Diesmal blieb ich sitzen.
„Ruth bleibt.“
„Wir sind deine Familie.“
„Dann hättet ihr mich wie Familie behandeln sollen.“
Amanda begann zu weinen.
Nicht leise.
Sie setzte sich demonstrativ auf einen Stuhl und bedeckte ihr Gesicht.
„Wir hatten Schulden“, sagte sie.
„Michael hat seinen Bonus nicht bekommen.
Die Kreditkarten waren voll.
Wir wollten das Haus verkaufen, ein kleineres für dich kaufen und den Rest verwenden, um neu anzufangen.“
„Ihr wolltet mir kein kleineres Haus kaufen.“
Ruth schob einen Ausdruck über den Tisch.
Es war eine E-Mail von Cedar Grove.
Amanda hatte sich nach einem dauerhaft geschlossenen Wohnbereich erkundigt und gefragt, ob Besuche durch Außenstehende eingeschränkt werden könnten.
„Das war nur eine Möglichkeit“, flüsterte sie.
Michael ging im Raum auf und ab.
„Harold hätte gewollt, dass ich das Haus bekomme.“
Ich öffnete die rote Mappe.
Harold hatte für genau diesen Fall einen Brief hinterlassen.
Nicht als juristisches Dokument, sondern als persönliche Erklärung.
Ruth hatte mir geraten, ihn erst zu lesen, wenn ich bereit war.
Ich faltete das Papier auseinander.
Harolds Handschrift war zittriger als früher, aber eindeutig.
Er schrieb, dass Michael unser Sohn sei und wir ihn liebten.
Doch Liebe bedeute nicht, ihm alles zu überlassen, während ich noch lebte.
Das Haus sollte mir Sicherheit geben.
Niemand, auch nicht Michael, dürfe mich unter Druck setzen, es zu verkaufen oder zu übertragen.
Der letzte Satz lautete:
„Dieses Haus gehört der Person, die mit mir jeden Stein bezahlt und jedes Zimmer zu einem Zuhause gemacht hat.
Es gehört dir.“
Michael las den Brief zweimal.
Dann setzte er sich.
Seine Wut verschwand nicht vollständig, aber etwas anderes trat an ihre Stelle.
Scham vielleicht.
Oder die Erkenntnis, dass sein Vater den Mann vorausgesehen hatte, zu dem er werden konnte.

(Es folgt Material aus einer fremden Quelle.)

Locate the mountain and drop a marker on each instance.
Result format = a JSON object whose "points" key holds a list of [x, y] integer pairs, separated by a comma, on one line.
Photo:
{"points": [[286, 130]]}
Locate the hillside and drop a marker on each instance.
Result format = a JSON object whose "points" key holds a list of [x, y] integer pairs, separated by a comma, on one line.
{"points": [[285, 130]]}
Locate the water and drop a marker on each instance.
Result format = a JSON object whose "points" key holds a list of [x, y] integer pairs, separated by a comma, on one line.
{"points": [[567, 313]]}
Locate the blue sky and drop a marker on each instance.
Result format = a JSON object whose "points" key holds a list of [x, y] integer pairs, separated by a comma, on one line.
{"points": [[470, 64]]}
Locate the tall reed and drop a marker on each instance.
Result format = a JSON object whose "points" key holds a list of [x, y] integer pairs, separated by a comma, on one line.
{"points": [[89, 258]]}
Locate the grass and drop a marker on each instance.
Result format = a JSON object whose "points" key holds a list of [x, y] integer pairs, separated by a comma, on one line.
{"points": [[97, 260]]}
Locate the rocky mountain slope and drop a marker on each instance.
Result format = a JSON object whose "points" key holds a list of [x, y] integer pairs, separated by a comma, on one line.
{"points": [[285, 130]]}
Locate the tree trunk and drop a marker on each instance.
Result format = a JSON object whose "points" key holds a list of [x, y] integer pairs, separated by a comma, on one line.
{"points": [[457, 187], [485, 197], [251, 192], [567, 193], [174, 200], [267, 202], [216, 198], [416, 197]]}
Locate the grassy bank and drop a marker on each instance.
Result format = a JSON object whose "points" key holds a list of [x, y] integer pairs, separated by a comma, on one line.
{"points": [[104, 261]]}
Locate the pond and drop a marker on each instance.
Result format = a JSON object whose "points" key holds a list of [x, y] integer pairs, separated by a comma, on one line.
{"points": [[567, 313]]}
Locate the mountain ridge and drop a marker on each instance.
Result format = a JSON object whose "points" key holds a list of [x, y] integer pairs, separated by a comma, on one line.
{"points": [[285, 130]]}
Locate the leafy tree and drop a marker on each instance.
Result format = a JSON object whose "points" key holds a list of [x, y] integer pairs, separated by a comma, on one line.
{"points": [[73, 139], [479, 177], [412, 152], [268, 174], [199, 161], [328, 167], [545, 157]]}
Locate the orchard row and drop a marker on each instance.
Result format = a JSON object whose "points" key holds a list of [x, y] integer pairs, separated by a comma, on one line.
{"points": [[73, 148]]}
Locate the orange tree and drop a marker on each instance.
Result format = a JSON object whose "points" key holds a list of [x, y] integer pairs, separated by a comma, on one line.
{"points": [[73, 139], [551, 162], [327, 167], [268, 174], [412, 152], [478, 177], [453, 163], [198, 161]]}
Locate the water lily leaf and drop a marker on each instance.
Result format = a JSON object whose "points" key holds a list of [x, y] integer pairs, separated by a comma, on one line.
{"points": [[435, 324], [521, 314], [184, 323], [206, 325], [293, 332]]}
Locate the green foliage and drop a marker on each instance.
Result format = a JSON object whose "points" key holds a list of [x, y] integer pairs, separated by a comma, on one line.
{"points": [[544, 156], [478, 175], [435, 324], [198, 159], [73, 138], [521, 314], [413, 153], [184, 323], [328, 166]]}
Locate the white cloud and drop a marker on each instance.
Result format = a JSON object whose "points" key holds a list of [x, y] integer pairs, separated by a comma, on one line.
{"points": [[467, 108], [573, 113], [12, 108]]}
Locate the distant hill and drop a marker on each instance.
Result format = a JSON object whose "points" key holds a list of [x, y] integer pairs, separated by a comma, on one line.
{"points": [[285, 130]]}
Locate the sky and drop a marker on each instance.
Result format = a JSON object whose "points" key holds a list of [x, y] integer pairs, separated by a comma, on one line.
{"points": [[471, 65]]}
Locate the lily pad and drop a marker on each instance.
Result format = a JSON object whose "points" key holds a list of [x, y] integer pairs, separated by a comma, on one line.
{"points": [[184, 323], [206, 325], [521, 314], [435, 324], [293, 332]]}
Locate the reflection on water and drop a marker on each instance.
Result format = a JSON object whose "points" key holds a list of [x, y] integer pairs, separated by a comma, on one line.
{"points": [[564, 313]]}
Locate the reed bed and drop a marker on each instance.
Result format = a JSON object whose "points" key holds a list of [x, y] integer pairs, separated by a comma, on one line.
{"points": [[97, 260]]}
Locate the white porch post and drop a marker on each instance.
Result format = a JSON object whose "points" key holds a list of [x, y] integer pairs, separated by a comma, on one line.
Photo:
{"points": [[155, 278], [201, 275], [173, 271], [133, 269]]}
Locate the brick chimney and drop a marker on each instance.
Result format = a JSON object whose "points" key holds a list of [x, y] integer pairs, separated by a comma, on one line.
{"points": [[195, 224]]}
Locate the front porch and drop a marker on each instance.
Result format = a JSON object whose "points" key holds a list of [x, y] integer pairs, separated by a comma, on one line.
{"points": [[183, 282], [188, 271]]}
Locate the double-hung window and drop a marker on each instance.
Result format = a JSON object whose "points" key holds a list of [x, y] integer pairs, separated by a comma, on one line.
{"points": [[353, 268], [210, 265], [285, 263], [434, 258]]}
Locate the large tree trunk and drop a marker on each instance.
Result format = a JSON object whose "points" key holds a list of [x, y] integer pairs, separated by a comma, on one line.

Die folgenden Monate waren nicht schnell und nicht sauber.
Die Untersuchung ergab, dass Amanda meine Unterschrift auf der Vollmacht nachgezeichnet hatte.

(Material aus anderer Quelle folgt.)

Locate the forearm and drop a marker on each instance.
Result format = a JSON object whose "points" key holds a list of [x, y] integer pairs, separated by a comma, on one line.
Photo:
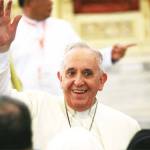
{"points": [[107, 57], [5, 86]]}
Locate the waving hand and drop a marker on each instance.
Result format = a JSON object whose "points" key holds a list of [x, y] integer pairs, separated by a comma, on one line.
{"points": [[7, 28]]}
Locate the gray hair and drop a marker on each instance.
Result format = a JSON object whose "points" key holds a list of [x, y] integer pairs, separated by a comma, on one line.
{"points": [[86, 46]]}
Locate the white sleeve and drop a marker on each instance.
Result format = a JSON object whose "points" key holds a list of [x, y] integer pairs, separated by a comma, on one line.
{"points": [[5, 85], [107, 57]]}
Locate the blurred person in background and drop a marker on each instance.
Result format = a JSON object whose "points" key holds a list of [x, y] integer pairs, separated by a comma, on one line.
{"points": [[15, 125]]}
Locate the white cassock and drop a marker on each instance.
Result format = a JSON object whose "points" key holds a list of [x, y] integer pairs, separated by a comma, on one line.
{"points": [[75, 138], [38, 49], [112, 129]]}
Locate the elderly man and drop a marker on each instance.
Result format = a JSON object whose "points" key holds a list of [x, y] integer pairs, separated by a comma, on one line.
{"points": [[39, 46], [81, 77]]}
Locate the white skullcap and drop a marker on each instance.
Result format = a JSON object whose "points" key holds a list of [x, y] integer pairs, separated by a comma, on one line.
{"points": [[74, 139]]}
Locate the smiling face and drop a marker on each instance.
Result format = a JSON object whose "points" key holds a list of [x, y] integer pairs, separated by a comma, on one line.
{"points": [[81, 78]]}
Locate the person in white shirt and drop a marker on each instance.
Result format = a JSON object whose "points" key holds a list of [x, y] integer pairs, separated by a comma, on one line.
{"points": [[81, 77], [39, 46]]}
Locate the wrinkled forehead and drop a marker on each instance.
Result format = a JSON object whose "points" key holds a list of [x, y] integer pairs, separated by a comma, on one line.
{"points": [[81, 57]]}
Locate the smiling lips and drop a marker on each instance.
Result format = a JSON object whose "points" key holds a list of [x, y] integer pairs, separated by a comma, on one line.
{"points": [[79, 91]]}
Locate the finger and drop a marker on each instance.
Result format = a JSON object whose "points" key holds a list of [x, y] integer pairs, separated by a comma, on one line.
{"points": [[14, 25], [8, 8], [1, 8], [130, 45]]}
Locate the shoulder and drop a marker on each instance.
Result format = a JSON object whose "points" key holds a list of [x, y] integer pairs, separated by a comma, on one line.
{"points": [[38, 100], [113, 115]]}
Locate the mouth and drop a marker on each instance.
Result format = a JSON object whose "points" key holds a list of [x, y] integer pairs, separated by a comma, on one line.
{"points": [[79, 91]]}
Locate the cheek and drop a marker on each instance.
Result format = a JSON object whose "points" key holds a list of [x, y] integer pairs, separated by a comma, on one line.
{"points": [[66, 84]]}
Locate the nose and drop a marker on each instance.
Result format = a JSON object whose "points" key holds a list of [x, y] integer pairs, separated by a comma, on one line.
{"points": [[79, 81]]}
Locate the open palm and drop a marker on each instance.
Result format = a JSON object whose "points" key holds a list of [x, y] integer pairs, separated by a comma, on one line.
{"points": [[7, 28]]}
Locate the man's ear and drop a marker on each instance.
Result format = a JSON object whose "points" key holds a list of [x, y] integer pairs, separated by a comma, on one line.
{"points": [[59, 76], [103, 79]]}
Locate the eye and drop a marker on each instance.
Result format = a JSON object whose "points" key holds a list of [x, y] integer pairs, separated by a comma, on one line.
{"points": [[87, 73], [70, 72]]}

Michael hatte die Unterlagen weitergeleitet und gegenüber dem Makler behauptet, ich sei einverstanden.
Der Arztbrief stammte von einem Bekannten eines Bekannten, der mich nie untersucht hatte.

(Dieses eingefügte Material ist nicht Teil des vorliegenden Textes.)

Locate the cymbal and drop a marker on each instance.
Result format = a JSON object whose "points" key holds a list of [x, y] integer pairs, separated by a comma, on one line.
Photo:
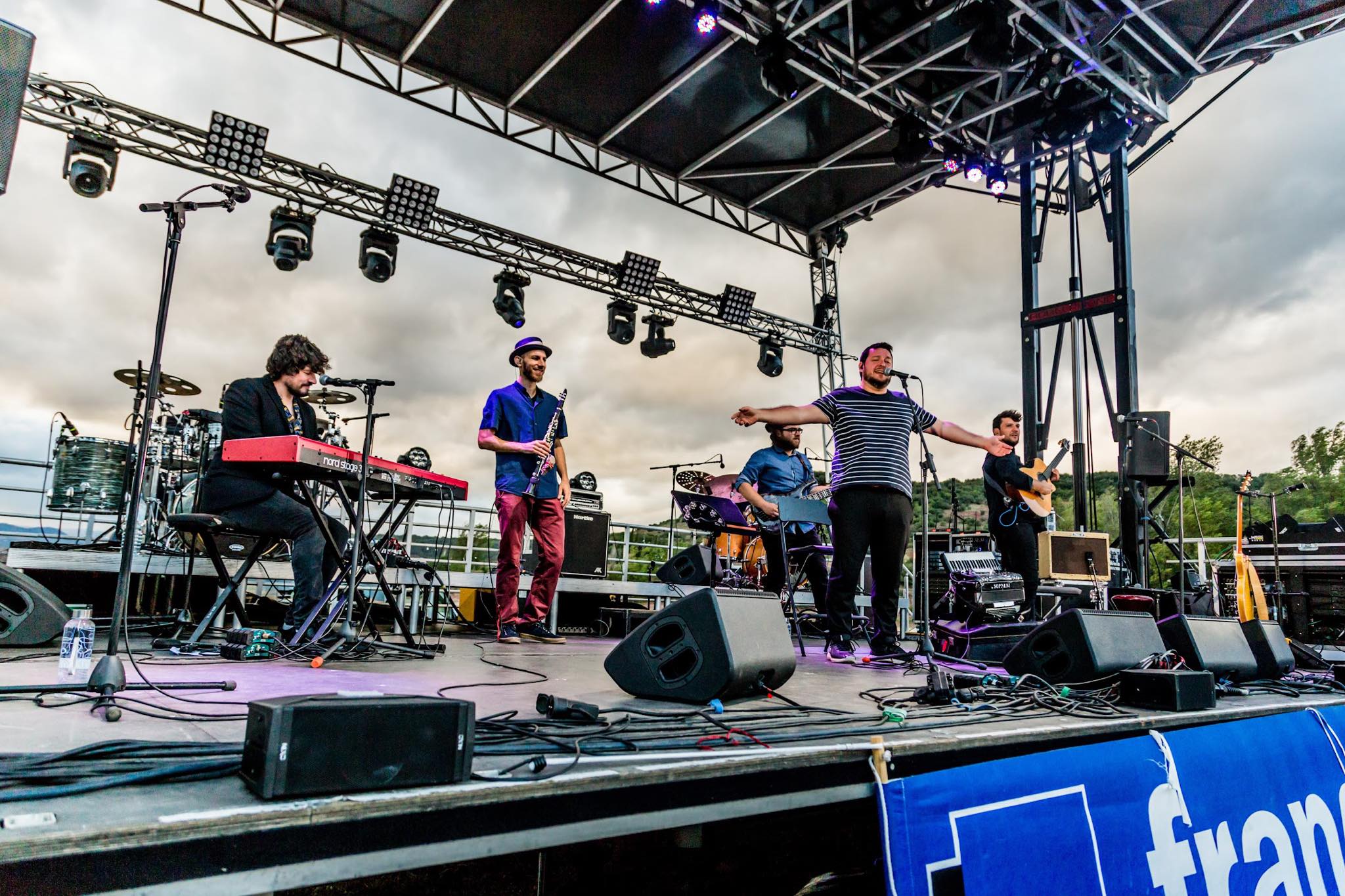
{"points": [[694, 481], [328, 396], [169, 385]]}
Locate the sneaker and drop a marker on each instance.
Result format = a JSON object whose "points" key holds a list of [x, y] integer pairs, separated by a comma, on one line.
{"points": [[539, 631], [841, 651]]}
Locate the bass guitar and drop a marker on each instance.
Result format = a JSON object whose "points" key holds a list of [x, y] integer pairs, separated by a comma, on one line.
{"points": [[1040, 472], [1251, 597]]}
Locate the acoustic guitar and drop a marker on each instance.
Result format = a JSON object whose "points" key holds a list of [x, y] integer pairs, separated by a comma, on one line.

Seine Bescheinigung wurde von der zuständigen Stelle geprüft und später für ungültig erklärt.
Michael und Amanda wurden wegen des Verdachts auf Urkundenfälschung, versuchten Immobilienbetrug und finanzieller Ausbeutung einer älteren Person angeklagt.
Ihre Anwälte handelten schließlich eine Vereinbarung aus.
Sie mussten einen erheblichen Teil des Geldes zurückzahlen, erhielten Bewährungsauflagen und durften ohne meine ausdrückliche schriftliche Zustimmung keine finanziellen oder rechtlichen Angelegenheiten für mich übernehmen.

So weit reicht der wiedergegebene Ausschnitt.